Supreme Court sides with Sturgeon in case challenging NPS authority

John Sturgeon
John Sturgeon discusses his U.S. Supreme Court case with the Alaska Senate Resources Committee, Feb. 17, 2016. Sturgeon is the plaintiff in in Sturgeon v. Frost, a case involving a dispute over federal control over navigable waters. (Photo by Skip Gray/360 North)

The U.S. Supreme Court issued a partial victory Tuesday to Alaska moose hunter John Sturgeon in his case against the National Park Service. The high court voted 8-0 to reject a 9th Circuit Court of Appeals decision against Sturgeon.

The case stems from a 2007 incident when rangers in the Yukon-Charley Rivers National Preserve told Sturgeon he couldn’t operate his hovercraft there.

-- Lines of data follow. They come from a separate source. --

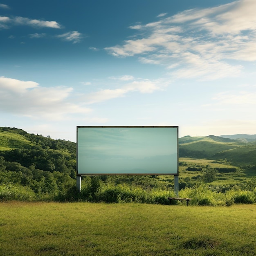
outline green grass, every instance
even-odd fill
[[[29,148],[33,144],[20,134],[0,130],[0,150]]]
[[[1,255],[254,255],[256,205],[0,204]]]

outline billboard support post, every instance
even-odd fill
[[[82,176],[81,175],[76,176],[76,187],[79,192],[81,192],[81,182],[82,181]]]
[[[174,175],[174,192],[177,196],[179,196],[179,176]]]

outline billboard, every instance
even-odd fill
[[[177,126],[77,126],[77,175],[178,175]]]

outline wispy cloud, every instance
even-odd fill
[[[29,37],[30,38],[41,38],[42,37],[45,37],[46,34],[44,33],[41,34],[38,34],[38,33],[35,33],[34,34],[30,34]]]
[[[89,47],[89,49],[90,50],[92,50],[92,51],[94,51],[95,52],[99,50],[99,49],[96,48],[96,47],[92,47],[92,46]]]
[[[0,4],[0,8],[2,8],[3,9],[9,9],[10,7],[7,4]]]
[[[164,16],[165,16],[166,15],[167,15],[167,13],[160,13],[160,14],[159,14],[159,15],[157,15],[157,17],[158,18],[160,18],[161,17],[164,17]]]
[[[128,80],[123,79],[123,81],[125,81]],[[125,84],[119,88],[101,90],[89,94],[85,96],[85,100],[87,104],[92,104],[124,97],[128,93],[133,92],[138,92],[141,93],[152,93],[155,90],[161,90],[162,85],[160,85],[160,84],[159,81],[138,79]]]
[[[129,76],[128,75],[121,76],[110,76],[109,78],[114,80],[121,80],[122,81],[128,81],[134,79],[134,77],[133,76]]]
[[[115,56],[137,56],[142,63],[171,67],[168,73],[173,78],[236,76],[243,66],[234,61],[256,61],[255,9],[256,1],[240,0],[170,17],[163,13],[160,20],[129,27],[140,35],[105,49]]]
[[[56,36],[62,38],[65,41],[72,42],[74,44],[79,43],[82,38],[82,34],[78,31],[71,31]]]
[[[240,108],[241,106],[244,106],[249,109],[250,106],[254,106],[255,107],[256,105],[256,93],[246,91],[236,93],[223,92],[218,94],[213,99],[223,105],[236,105]]]
[[[43,87],[33,81],[0,77],[0,111],[48,120],[66,119],[90,112],[68,100],[72,91],[71,88]]]
[[[4,27],[3,27],[4,25]],[[12,25],[29,26],[34,27],[49,27],[60,29],[61,25],[56,21],[49,21],[29,19],[23,17],[0,17],[0,27],[5,29],[9,28]]]
[[[32,20],[23,17],[16,17],[12,20],[16,25],[26,25],[38,27],[50,27],[60,29],[61,25],[56,21],[49,21],[40,20]]]

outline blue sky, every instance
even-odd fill
[[[0,126],[256,133],[254,0],[0,0]]]

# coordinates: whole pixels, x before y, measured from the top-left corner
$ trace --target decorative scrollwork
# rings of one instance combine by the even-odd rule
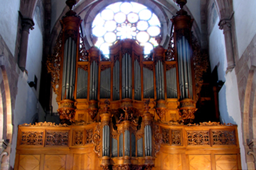
[[[188,145],[209,145],[208,131],[187,131]]]
[[[82,145],[82,140],[84,139],[84,130],[74,130],[74,145]]]
[[[181,131],[180,130],[172,130],[172,144],[181,144]]]
[[[51,56],[47,58],[46,65],[48,73],[52,76],[51,84],[54,92],[57,95],[56,101],[60,102],[60,62],[61,61],[61,46],[63,32],[60,32],[57,39],[54,53]]]
[[[86,139],[85,141],[85,144],[90,144],[92,143],[93,134],[93,129],[87,129],[86,130]]]
[[[19,126],[31,126],[31,127],[36,127],[36,126],[53,126],[53,127],[58,127],[58,126],[68,126],[67,124],[59,124],[56,125],[55,123],[52,122],[36,122],[35,124],[24,124],[22,125],[19,125]]]
[[[213,131],[213,145],[236,144],[235,132],[234,130]]]
[[[68,131],[47,131],[46,145],[68,146]]]
[[[207,70],[209,61],[207,54],[202,54],[197,40],[192,35],[192,50],[196,86],[196,101],[198,100],[198,94],[203,85],[203,75]]]
[[[162,129],[162,138],[163,143],[170,144],[169,136],[170,136],[170,130],[167,129]]]
[[[101,125],[97,125],[94,130],[94,134],[93,135],[92,142],[93,143],[94,148],[93,151],[98,156],[100,157],[101,156],[101,136],[100,136],[100,127]]]
[[[43,131],[22,131],[20,144],[43,145]]]
[[[154,125],[154,149],[155,156],[156,156],[156,154],[160,151],[160,145],[162,142],[162,135],[160,133],[160,128],[158,125]]]

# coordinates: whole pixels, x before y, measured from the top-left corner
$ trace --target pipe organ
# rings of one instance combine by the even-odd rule
[[[176,1],[181,9],[171,19],[168,49],[159,45],[146,58],[131,39],[115,42],[109,57],[94,46],[86,50],[74,1],[67,1],[71,10],[47,62],[61,124],[20,126],[16,169],[31,158],[43,164],[40,169],[53,169],[51,160],[67,169],[240,168],[236,126],[192,123],[203,70],[193,67],[185,1]]]

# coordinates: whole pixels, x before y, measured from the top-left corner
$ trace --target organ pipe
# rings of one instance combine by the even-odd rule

The Supreme Court decision, written by Chief Justice John Roberts, says the Ninth Circuit’s interpretation of a section of the Alaska National Interests Lands Conservation Act is inconsistent with both the text and context of ANILCA. The section, 103-C, concerns which federal laws apply on non-federal inholdings within park boundaries.

The justices, though, did not rule for Sturgeon outright. Instead, they sent the case back down to the ninth Circuit for another decision.

The court heard arguments in the case in January.